J'ajouterai ce seul mot qui fait une importante maxime; c'est que d'ordinaire on obtient très sûrement et très vite ce qu'on n'est point pressé d'obtenir.»

D'accord, d'accord, Rousseau ne devrait pas avoir voix au chapitre, lui qui a jeté ses enfants avec l'eau du bain familial! (Imbécile refrain…)!

N'empêche… il intervient à propos pour nous rappeler que l'obsession adulte du «savoir lire» ne date pas d'hier… ni l'idiotie des trouvailles pédagogiques qui s'élaborent contre le désir d'apprendre.

Et puis (ô le ricanement de l'ange paradoxal!) il arrive qu'un mauvais père ait d'excellents principes d'éducation, et un bon pédagogue d'exécrables. C'est comme ça.

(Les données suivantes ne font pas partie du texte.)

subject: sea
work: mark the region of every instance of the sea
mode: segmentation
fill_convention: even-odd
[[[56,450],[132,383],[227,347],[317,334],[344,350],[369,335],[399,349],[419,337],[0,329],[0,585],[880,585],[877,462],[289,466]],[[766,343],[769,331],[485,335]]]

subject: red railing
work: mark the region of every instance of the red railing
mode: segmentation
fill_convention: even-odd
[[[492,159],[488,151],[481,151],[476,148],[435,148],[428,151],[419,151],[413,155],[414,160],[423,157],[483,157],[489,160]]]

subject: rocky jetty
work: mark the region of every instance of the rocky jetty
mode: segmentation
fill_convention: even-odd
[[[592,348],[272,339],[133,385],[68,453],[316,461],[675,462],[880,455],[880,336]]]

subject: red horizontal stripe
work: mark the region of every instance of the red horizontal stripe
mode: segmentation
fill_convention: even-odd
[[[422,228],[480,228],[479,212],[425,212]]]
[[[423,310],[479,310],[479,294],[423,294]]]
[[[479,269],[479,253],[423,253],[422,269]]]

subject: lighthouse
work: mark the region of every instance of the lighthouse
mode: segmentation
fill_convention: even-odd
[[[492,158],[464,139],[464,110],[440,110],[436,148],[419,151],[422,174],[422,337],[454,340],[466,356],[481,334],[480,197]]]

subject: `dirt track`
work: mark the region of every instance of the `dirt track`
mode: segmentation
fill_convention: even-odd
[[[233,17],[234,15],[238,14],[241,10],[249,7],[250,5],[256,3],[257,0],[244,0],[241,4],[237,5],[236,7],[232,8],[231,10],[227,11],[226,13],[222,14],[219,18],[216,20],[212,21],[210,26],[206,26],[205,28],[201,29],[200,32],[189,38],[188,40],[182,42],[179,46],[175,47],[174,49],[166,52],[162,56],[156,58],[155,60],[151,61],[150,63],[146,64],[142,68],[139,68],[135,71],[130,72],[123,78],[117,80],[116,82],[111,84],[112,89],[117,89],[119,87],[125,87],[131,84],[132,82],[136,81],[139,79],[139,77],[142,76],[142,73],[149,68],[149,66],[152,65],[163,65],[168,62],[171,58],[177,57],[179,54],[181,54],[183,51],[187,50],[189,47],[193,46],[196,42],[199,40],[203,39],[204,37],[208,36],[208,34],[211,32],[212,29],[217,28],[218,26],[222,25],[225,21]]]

Mais, si Rousseau n'est pas recevable, que penser de Valéry (Paul) - qui n'avait pas parti liée avec l'Assistance publique, lui - lorsque, faisant aux jeunes filles de l'austère Légion d'honneur le discours le plus édifiant qui soit, et le plus respectueux de l'institution scolaire, il passe tout à coup à l'essentiel de ce qu'on peut dire ei matière d'amour, d'amour du livre:

«Mesdemoiselles, ce n'est point sous les espèces du vocabulaire et de la syntaxe que la Littérature commence ànous séduire. Rappelez-vous tout simplement comme les Lettres s'introduisent dans notre vie. Dans l'âge le plus tendre, à peine cesse-t-on de nous chanter la chanson qui fait le nouveau-né sourire et s'endormir, l'ère des contes s'ouvre. L'enfant les boit comme il buvait son lait.

Il exige la suite et la répétition des merveilles; il est un public impitoyable et excellent. Dieu sait que d'heures j'ai perdues pour abreuver de magiciens, de monstres, de pirates et de fées, des petits qui criaient: Encore! à leur père épuisé.»